Wednesday, June 3, 2020

Guy just can't let go

Ex-president (Lord, how I love writing that) Barack "Hambone" Obama insisted on shoving in his oar and hosted a virtual town hall meeting on the violence sweeping the country.

This jughead fanned the flames of racial divisiveness for eight years, and now he wants to walk into this giant hive of violence with his beekeeper suit and smoker to calm things down? Dude, just Go. Away.



"I'm big! It's the country that got small".

4 comments:

bruce said...

Did anyone ever actually read Malcolm X's autobiography?


Been 30 yrs since I did, but sounded like he was often treated really well by whites, especially at his all-white high school where he admits his being different gave him an advantage - he was very popular at any party or dance.

In fact I ended up after reading the book thinking he had a pretty ok life overall up to when it was written (1965). It was when he became an activist that things went downhill.

rinardman said...

Ex-president (Lord, how I love writing that) Barack "Hambone" Obama...

Right up there with writing Never-President Hilliary Clinton.

Who's up next from the fine crop of ex-Dim Presidents? The real first black President, Bill Clinton, or the global peacemaker Jimmah Carter?

Spiny Norman said...

bruce,

It was when he joined the Nation of Islam that things went downhill.

FIFY

It's been 40+ years since I read it in high school, and I got much the same impression.

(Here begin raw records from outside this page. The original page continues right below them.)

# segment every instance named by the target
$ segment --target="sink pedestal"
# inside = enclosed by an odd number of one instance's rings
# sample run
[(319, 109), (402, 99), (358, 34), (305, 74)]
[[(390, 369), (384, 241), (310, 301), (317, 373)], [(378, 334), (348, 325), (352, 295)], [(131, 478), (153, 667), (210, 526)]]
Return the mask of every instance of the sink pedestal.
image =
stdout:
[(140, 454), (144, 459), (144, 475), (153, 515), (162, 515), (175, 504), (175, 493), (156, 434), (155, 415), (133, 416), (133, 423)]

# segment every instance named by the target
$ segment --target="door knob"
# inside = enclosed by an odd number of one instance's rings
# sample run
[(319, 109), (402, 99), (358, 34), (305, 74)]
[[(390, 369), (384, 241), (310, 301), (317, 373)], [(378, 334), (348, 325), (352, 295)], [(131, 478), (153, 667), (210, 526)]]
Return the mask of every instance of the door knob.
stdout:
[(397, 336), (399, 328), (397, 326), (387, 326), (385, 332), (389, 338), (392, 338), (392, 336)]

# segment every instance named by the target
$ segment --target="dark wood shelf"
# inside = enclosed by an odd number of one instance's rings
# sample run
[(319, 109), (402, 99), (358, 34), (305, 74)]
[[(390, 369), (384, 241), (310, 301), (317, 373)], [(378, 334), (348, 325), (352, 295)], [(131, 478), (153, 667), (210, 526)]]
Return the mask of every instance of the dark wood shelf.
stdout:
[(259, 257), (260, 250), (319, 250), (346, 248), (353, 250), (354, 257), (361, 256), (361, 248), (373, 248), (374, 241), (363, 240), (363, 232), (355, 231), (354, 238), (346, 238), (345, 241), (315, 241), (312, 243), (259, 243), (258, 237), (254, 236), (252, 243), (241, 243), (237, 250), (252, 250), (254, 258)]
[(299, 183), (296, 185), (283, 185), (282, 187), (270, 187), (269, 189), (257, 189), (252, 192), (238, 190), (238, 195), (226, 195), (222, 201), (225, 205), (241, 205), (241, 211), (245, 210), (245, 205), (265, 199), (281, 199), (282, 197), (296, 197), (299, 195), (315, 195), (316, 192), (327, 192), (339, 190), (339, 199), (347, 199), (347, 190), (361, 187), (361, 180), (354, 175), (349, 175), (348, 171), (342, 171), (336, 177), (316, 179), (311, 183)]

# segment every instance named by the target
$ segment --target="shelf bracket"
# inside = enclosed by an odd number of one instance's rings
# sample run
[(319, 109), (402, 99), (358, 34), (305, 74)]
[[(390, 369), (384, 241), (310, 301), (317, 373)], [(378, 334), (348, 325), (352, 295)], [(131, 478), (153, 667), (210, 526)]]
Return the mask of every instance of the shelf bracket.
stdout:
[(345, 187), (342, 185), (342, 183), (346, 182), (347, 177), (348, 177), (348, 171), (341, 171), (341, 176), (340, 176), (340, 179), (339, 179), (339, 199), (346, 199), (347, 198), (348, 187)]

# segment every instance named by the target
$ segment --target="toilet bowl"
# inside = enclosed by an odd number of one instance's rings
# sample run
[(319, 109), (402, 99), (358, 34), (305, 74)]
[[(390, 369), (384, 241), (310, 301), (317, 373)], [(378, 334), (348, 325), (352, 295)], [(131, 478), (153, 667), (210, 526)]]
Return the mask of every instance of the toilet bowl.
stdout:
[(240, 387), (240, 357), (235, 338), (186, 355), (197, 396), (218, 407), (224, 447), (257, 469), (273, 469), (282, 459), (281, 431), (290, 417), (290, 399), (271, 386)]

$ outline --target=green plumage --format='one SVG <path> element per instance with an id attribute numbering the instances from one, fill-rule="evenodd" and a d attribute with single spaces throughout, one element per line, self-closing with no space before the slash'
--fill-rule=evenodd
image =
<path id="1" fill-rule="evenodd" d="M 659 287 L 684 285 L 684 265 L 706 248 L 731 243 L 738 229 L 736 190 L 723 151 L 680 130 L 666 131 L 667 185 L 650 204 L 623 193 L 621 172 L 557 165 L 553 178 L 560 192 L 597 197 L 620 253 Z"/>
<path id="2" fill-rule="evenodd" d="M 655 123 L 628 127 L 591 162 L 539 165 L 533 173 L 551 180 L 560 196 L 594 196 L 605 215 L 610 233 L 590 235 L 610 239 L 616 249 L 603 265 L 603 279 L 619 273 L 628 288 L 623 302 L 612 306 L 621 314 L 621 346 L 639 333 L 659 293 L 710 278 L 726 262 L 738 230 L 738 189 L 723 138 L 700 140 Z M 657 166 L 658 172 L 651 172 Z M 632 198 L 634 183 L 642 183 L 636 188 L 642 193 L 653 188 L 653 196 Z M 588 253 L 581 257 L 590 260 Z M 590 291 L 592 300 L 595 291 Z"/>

My nearly all-white high school had one black student, and he was also well liked. He was tall and handsome (like a very slim Denzel Washington - with the same smile), and the girls all adored him. Too bad for them, he was quite gay.

RebeccaH said...

I have a different experience than the rest of you. I was a junior in high school when they finally integrated our schools, and I remember feeling bad for the black girls in our gym class. They were so uncomfortable, but before integration, they had to attend a black boarding school 75 miles away during the school week. There weren't any protests or violence, but I heard more than one classmate make racist remarks. People don't remember how bad it was for black people back then. Young black people today don't endure nearly the racism of decades past, and yet their "leaders" keep telling that's how it is even today, while they never ever mention the breakup of black families and the slide into drugs and crime.